# Newest Acquisition



## Noxx (Feb 14, 2010)

I think I'm beginning to be addicted to shinny stuff !


----------



## butcher (Feb 14, 2010)

Beginning??? I think your already there.


----------



## Noxx (Feb 14, 2010)

Yea, I think you're right...


----------



## aflacglobal (Feb 15, 2010)

Somebody calculate the yield on that.

I've seen it all now.Gold briefcase and gold shoes, now all you need is a gold Macbook.


----------



## Noxx (Feb 15, 2010)

Ya, that'd be nice too !


----------



## leavemealone (Feb 15, 2010)

Nick I think you may need some counseling.But don't worry.......I'll watch the house while you're gone...lol.
Did you watch the lighting of the torch?If not you missed,gretzky was suppose to light this big stucture that didn't lift up properly.It still worked but was just missing one part.
Johnny


----------



## Irons (Feb 15, 2010)

Better not go into any rough neighborhoods. :mrgreen: 

Now, all you need is some heavy Gold chains and Elvis sunglasses.


----------



## leavemealone (Feb 15, 2010)

I thought he bought that stuff already when he bought the sideburns......J/K nick.
Johnny


----------



## Palladium (Mar 1, 2010)

Man y'all never guess what happened to me today.

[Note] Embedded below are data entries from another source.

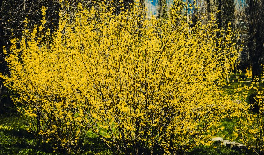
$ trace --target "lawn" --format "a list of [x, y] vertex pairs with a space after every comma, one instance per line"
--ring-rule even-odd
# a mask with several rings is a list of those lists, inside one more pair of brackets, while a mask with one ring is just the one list
[[[231, 76], [230, 80], [234, 78]], [[228, 93], [231, 94], [234, 88], [239, 84], [238, 82], [231, 82], [224, 87]], [[249, 86], [250, 82], [242, 84]], [[254, 92], [253, 90], [249, 93]], [[248, 99], [247, 101], [249, 101]], [[226, 119], [222, 122], [219, 127], [220, 130], [216, 136], [225, 140], [242, 143], [233, 134], [234, 128], [239, 118]], [[0, 115], [0, 154], [53, 154], [59, 152], [51, 152], [52, 149], [47, 144], [37, 140], [33, 135], [28, 132], [26, 126], [23, 124], [22, 118], [18, 116]], [[92, 134], [88, 134], [87, 138], [81, 147], [80, 154], [109, 154], [113, 153], [98, 137]], [[186, 153], [189, 154], [252, 154], [252, 152], [234, 150], [222, 146], [221, 144], [213, 143], [211, 146], [200, 145], [190, 149]]]

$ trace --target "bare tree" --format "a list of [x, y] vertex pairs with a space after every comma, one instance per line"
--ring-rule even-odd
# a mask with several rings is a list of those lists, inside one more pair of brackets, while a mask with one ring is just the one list
[[247, 30], [246, 42], [252, 66], [252, 80], [260, 77], [264, 52], [264, 2], [248, 0], [245, 11]]

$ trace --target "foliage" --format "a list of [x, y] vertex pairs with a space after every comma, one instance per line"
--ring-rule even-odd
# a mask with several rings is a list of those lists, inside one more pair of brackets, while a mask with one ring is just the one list
[[257, 79], [252, 82], [256, 92], [256, 94], [251, 94], [251, 100], [253, 102], [249, 103], [247, 108], [242, 111], [241, 113], [244, 119], [239, 122], [235, 128], [234, 133], [253, 151], [261, 154], [264, 153], [264, 87], [263, 82], [258, 81]]
[[246, 75], [248, 78], [252, 78], [252, 67], [251, 66], [249, 67], [246, 69]]
[[190, 28], [175, 4], [167, 19], [149, 20], [137, 1], [117, 15], [111, 2], [80, 5], [54, 33], [44, 16], [12, 40], [10, 75], [2, 76], [30, 130], [67, 153], [78, 152], [89, 130], [115, 154], [209, 144], [208, 129], [236, 109], [221, 88], [238, 49], [230, 28], [214, 39], [215, 23]]

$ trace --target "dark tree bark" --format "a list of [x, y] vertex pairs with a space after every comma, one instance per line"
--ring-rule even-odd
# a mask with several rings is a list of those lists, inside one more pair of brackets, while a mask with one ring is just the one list
[[252, 80], [260, 77], [264, 52], [264, 2], [248, 0], [245, 12], [247, 45], [252, 66]]

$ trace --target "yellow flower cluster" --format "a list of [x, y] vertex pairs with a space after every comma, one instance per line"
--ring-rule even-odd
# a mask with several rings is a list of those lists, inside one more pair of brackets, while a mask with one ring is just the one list
[[118, 15], [111, 2], [80, 6], [53, 34], [36, 27], [11, 40], [5, 83], [32, 131], [68, 153], [89, 131], [117, 154], [183, 153], [214, 134], [233, 107], [221, 89], [237, 58], [233, 34], [190, 27], [180, 5], [146, 19], [140, 4]]

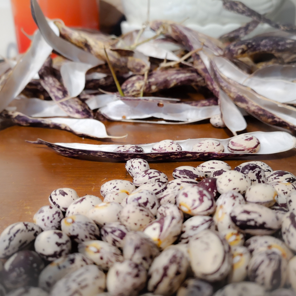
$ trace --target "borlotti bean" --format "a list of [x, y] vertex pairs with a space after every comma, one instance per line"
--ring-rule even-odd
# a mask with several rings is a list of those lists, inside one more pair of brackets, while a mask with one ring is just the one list
[[172, 140], [164, 140], [155, 144], [151, 148], [151, 152], [171, 152], [182, 151], [182, 147]]
[[250, 178], [242, 173], [230, 170], [217, 177], [218, 192], [222, 194], [231, 191], [243, 194], [251, 186]]
[[113, 150], [115, 152], [125, 152], [126, 153], [144, 153], [144, 149], [137, 145], [127, 144], [120, 146]]
[[104, 270], [108, 270], [116, 262], [123, 260], [121, 252], [106, 242], [88, 241], [78, 245], [78, 252], [92, 260]]
[[175, 179], [187, 178], [198, 181], [201, 181], [205, 178], [205, 174], [201, 171], [189, 165], [176, 168], [173, 171], [173, 176]]
[[138, 186], [147, 183], [162, 183], [166, 185], [168, 182], [166, 175], [157, 170], [146, 170], [137, 174], [133, 179], [133, 183]]
[[230, 215], [239, 229], [253, 235], [271, 234], [281, 227], [274, 211], [260, 205], [239, 205], [232, 209]]
[[124, 206], [125, 204], [131, 202], [137, 202], [140, 205], [147, 207], [155, 216], [159, 206], [155, 194], [151, 191], [144, 189], [131, 193], [124, 199], [121, 205]]
[[50, 296], [96, 295], [106, 287], [105, 274], [96, 265], [86, 265], [60, 280], [54, 286]]
[[107, 274], [107, 288], [112, 296], [136, 296], [145, 287], [147, 278], [141, 264], [129, 260], [117, 262]]
[[248, 267], [250, 280], [267, 290], [283, 287], [287, 278], [288, 262], [278, 253], [268, 250], [253, 255]]
[[21, 251], [13, 255], [5, 262], [1, 282], [11, 290], [27, 286], [36, 286], [44, 263], [36, 252]]
[[26, 247], [42, 231], [31, 222], [18, 222], [7, 227], [0, 235], [0, 258], [11, 256]]
[[102, 202], [102, 200], [97, 196], [85, 195], [76, 200], [69, 206], [65, 216], [66, 217], [73, 215], [86, 216], [91, 209]]
[[66, 275], [94, 263], [80, 253], [69, 254], [53, 261], [43, 269], [39, 276], [38, 286], [49, 292], [56, 283]]
[[260, 150], [260, 142], [254, 136], [239, 135], [229, 141], [227, 148], [234, 153], [256, 153]]
[[122, 209], [122, 206], [118, 202], [101, 202], [91, 209], [86, 216], [102, 227], [119, 221]]
[[148, 272], [148, 289], [169, 296], [179, 288], [186, 276], [188, 262], [183, 252], [169, 248], [153, 261]]
[[66, 212], [73, 201], [79, 198], [76, 192], [70, 188], [60, 188], [51, 193], [49, 200], [50, 204]]
[[216, 203], [211, 194], [198, 185], [189, 185], [181, 189], [176, 200], [182, 212], [192, 216], [210, 215], [216, 209]]
[[204, 140], [193, 145], [192, 151], [195, 152], [224, 152], [224, 146], [215, 140]]
[[120, 222], [131, 230], [141, 231], [155, 219], [149, 209], [137, 202], [126, 205], [120, 213]]
[[215, 223], [212, 217], [199, 215], [189, 218], [183, 223], [180, 243], [188, 243], [195, 234], [206, 229], [215, 229]]
[[43, 230], [60, 228], [61, 221], [64, 218], [62, 210], [56, 207], [45, 205], [34, 215], [33, 221]]
[[248, 202], [258, 204], [270, 207], [275, 203], [277, 192], [269, 184], [253, 184], [246, 192], [246, 200]]
[[136, 174], [150, 168], [148, 163], [141, 158], [133, 158], [128, 160], [126, 163], [125, 168], [128, 172], [133, 178]]
[[148, 224], [143, 231], [163, 249], [176, 240], [181, 233], [183, 222], [172, 216], [162, 217]]
[[231, 169], [231, 167], [222, 160], [208, 160], [198, 165], [197, 168], [204, 173], [206, 177], [210, 177], [212, 172], [217, 169], [229, 170]]
[[92, 220], [83, 215], [73, 215], [64, 218], [61, 223], [62, 231], [78, 244], [98, 239], [100, 231]]
[[130, 194], [136, 189], [131, 182], [127, 180], [115, 179], [104, 183], [101, 187], [101, 194], [104, 197], [109, 192], [124, 192]]
[[198, 279], [188, 279], [182, 284], [177, 293], [177, 296], [212, 296], [213, 287], [206, 281]]
[[248, 266], [251, 260], [251, 255], [245, 247], [238, 246], [232, 248], [232, 269], [228, 281], [229, 283], [237, 283], [244, 281], [247, 275]]
[[210, 282], [226, 277], [231, 269], [232, 256], [229, 245], [218, 232], [203, 230], [189, 243], [191, 267], [197, 277]]
[[52, 261], [70, 252], [72, 244], [67, 234], [60, 230], [46, 230], [35, 240], [35, 250], [44, 259]]
[[120, 222], [108, 223], [101, 229], [102, 240], [118, 248], [123, 247], [128, 232], [127, 228]]
[[127, 234], [123, 251], [125, 260], [141, 264], [146, 269], [159, 254], [159, 250], [154, 242], [139, 231], [131, 231]]

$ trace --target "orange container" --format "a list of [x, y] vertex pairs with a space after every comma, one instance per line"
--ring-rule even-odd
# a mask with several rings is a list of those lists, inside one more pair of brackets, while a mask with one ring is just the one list
[[[31, 41], [22, 32], [33, 34], [37, 27], [31, 13], [30, 0], [11, 0], [17, 40], [20, 53]], [[38, 0], [43, 13], [50, 19], [62, 20], [72, 27], [98, 29], [99, 9], [96, 0]]]

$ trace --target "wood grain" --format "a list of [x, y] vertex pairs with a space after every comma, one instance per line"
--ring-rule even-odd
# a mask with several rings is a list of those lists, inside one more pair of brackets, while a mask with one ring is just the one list
[[[248, 118], [245, 132], [276, 130], [256, 120]], [[132, 180], [123, 163], [99, 162], [65, 157], [45, 147], [30, 144], [25, 140], [40, 138], [51, 142], [89, 144], [140, 144], [165, 139], [185, 140], [202, 137], [225, 139], [231, 136], [227, 129], [212, 127], [208, 120], [178, 126], [120, 122], [104, 122], [107, 132], [113, 136], [127, 133], [126, 139], [108, 139], [98, 142], [83, 139], [62, 131], [11, 126], [0, 124], [0, 232], [10, 224], [32, 221], [34, 214], [49, 204], [48, 197], [62, 187], [75, 189], [78, 195], [100, 196], [100, 188], [105, 182], [113, 179]], [[258, 157], [254, 156], [254, 159]], [[274, 170], [283, 170], [296, 174], [296, 149], [261, 160]], [[244, 162], [228, 160], [233, 168]], [[153, 163], [152, 168], [173, 179], [172, 172], [181, 165], [194, 166], [202, 162]]]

I was riding a horse and wasn't paying attention to what was going on around me. I fell off the horse while it was going and like to have gotten trampled under its feet. People were yelling and some where laughing. It wasn't a pretty site.
Luckily for me the Wal-Mart supervisor seen what was going on and came over and unplugged the dam thing before i really got hurt.

:shock: :shock: :shock:


----------



## glorycloud (Mar 1, 2010)

:roll:


----------



## Irons (Mar 1, 2010)

Palladium said:


> Man y'all never guess what happened to me today.
> 
> I was riding a horse and wasn't paying attention to what was going on around me. I fell off the horse while it was going and like to have gotten trampled under its feet. People were yelling and some where laughing. It wasn't a pretty site.
> Luckily for me the Wal-Mart supervisor seen what was going on and came over and unplugged the dam thing before i really got hurt.
> ...



Beastiality in public is a no-no.


----------



## Barren Realms 007 (Mar 1, 2010)

He's trying to keep it in the family. :roll:


----------



## Noxx (Mar 3, 2010)

Lol 

BTW, I received the case a few weeks ago and my bank rep asked me if it was real gold... :shock:


----------



## Palladium (Mar 4, 2010)

Ohhh Myyy God :shock: :shock: :shock: 

He does carry it in public.  

You need to get two of your buddies and have them wear suits with sunglasses and have each one stay one step behind you, one one the left , one on the right. Walk off in there like you own the place. Walk with authority and pose. Oh this would be to funny. This is something i would try.


----------



## Oz (Mar 4, 2010)

You are gathering some nice bling. But all fun aside, do not make a target of yourself! 

I used to transact a lot of business that required I carry large sums of cash. I intentionally dressed down to look the part of your average construction worker or farmer, the odds of someone thinking I had something worth stealing were 1 in a million. You can put a lot of money in a lunch box.


----------



## 2002valkyrie (Mar 17, 2010)

Well I'm a coffee drinker my self so I would need a large coffee cup made of gold. So when I was walking through the thrift store and spotted two gold plated cups I thought of Noxx and everything needing to be gold except coffee cups... See pictures :arrow:
I can't help but laugh thinking about what the person's reaction might have been after turning the microwave oven on to reheat their coffee.

And that's why a gold coffee cup is a bad idea.


----------



## gorfman6154 (Mar 18, 2010)

Palladium said:


> Ohhh Myyy God :shock: :shock: :shock:
> 
> He does carry it in public.
> 
> You need to get two of your buddies and have them wear suits with sunglasses and have each one stay one step behind you, one one the left , one on the right. Walk off in there like you own the place. Walk with authority and pose. Oh this would be to funny. This is something i would try.






:mrgreen: :mrgreen: :mrgreen: 

Gorfman


----------